I used to make house-made ricotta daily at Felidia, and sometimes would make it on weekends with my daughter at home. I love it on toasted bread with some seasonal fruit for a late breakfast. I also like to serve it as a snack before dinner, or I’ll add a dollop to certain pastas and soups for some added freshness. For the best results, use organic dairy.
Servings: Makes 2-3 cups
- 2 quarts whole milk
- 1 cup heavy cream
- ½ cup buttermilk
- ½ teaspoon kosher salt
- 3 tablespoons freshly squeezed lemon juice.
- Line a large sieve with a double layer of damp cheesecloth. Set it over a bowl.

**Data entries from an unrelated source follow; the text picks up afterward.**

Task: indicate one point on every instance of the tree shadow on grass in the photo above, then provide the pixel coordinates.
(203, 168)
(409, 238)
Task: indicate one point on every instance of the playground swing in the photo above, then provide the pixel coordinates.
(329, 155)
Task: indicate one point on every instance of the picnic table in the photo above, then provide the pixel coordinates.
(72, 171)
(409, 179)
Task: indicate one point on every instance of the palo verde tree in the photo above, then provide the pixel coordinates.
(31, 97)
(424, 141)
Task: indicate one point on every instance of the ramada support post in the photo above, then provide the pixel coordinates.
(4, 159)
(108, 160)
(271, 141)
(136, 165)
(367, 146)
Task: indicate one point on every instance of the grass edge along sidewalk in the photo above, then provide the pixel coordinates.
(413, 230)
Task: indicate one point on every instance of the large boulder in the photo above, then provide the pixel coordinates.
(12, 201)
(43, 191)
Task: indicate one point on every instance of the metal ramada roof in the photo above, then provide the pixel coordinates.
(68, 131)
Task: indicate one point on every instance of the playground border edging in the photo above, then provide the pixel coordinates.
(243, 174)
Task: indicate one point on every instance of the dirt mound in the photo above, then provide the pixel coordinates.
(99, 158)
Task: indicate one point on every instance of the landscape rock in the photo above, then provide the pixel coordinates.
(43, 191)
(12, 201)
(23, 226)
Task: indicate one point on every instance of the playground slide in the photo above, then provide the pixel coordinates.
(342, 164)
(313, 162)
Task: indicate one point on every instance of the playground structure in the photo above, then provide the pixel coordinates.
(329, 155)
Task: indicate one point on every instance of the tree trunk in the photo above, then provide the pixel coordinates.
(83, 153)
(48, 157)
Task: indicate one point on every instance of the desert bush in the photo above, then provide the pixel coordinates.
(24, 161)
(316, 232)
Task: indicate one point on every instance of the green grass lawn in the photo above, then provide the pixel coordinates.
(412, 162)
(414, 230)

- Add the dairy and salt to a medium heavy-bottomed saucepan over medium heat. Slowly bring the mixture to a boil.
- Add the lemon juice, and reduce the heat to the low. Begin to stir your ricotta mixture gently for two minutes until the mixture begins to curdle.
- Remove from heat, and let the ricotta sit without stirring for an additional 5 minutes.

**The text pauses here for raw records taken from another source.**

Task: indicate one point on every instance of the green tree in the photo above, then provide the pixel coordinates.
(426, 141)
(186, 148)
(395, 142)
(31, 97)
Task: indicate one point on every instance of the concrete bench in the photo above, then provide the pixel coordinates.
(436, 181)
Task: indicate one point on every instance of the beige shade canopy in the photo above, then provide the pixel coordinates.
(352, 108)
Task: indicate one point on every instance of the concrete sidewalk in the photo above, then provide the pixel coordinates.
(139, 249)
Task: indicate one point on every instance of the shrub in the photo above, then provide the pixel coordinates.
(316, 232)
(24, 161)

- Pour the mixture through the cheesecloth, and let it drain for 30 minutes. The homemade ricotta is what you have left in the cheesecloth.
- Chill until ready to use.
Note: Homemade ricotta is delicious for breakfast, but I enjoy it anytime of day. Try adding a dollop of freshly made ricotta to a spicy tomato sauce or a spring vegetable soup for a little extra flavor and freshness.